Simetrical <Simetrical+wikitech@...> writes:
The legal title characters, by default, are "
%!\"$&'()*,\\-.\\/0-9:;=? <at> A-Z\\\\^_`a-z~\\x80-\\xFF+".
Therefore, a
reasonable PCRE regex (with no string escaping of backslashes et al)
might be:
/\[\[Category:([ %!"$&'()*,\-.\/0-9:;=? <at>
A-Z\\^_`a-z~\x80-\xFF+]+)\]\]/i
Note that one also needs to cope with leading and trailing spaces, and the
"Category" is case-insensitive. So probably something more like:
\[\[ *[Cc][Aa][Tt][Ee][Gg][Oo][Rr][Yy] *: * ...
Which would give you the category name. Hopefully.
In most cases.
Because other things can make a title invalid. Basically, it's a
mess, and the only surefire way around it is using MediaWiki itself to
do the parsing.
Or, to download categorylink.sql file from the same dump, and use the entries
from that. A bit redundant if one needs to parse the markup anyway, though...

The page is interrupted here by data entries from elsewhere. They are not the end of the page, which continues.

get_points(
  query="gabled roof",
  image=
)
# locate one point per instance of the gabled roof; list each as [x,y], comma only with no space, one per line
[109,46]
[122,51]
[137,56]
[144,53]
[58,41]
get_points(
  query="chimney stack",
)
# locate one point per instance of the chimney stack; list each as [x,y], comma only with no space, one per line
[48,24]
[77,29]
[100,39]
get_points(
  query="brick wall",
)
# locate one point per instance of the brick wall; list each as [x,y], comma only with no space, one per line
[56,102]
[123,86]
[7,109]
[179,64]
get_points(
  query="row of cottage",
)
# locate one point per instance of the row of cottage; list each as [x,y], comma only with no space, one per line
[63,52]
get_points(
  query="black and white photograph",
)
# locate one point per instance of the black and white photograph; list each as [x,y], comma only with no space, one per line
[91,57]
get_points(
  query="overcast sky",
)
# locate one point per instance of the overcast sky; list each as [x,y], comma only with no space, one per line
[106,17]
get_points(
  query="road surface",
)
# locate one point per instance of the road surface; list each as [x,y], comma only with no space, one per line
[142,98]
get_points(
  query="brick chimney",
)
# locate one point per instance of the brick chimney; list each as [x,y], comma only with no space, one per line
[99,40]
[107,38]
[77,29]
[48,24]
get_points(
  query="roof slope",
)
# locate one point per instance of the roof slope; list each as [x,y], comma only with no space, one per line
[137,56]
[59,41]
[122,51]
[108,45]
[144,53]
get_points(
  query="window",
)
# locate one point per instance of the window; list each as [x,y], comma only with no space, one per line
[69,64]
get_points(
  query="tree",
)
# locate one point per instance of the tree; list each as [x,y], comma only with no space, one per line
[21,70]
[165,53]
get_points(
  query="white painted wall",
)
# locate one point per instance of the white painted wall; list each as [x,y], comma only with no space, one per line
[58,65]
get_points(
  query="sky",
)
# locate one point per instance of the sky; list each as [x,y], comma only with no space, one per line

A good first step is probably to use an XML toolkit/parser library of some kind
for whatever PL one might be using for the task. Unless one happens to be using
Haskell, I can't offer any specific advice on that... (Did the original querant
specify?) Not a complete solution, since the markup is something of an XML/HTML
mish-mash, but it'll still cope with much of the structure.
Slan,
Alai.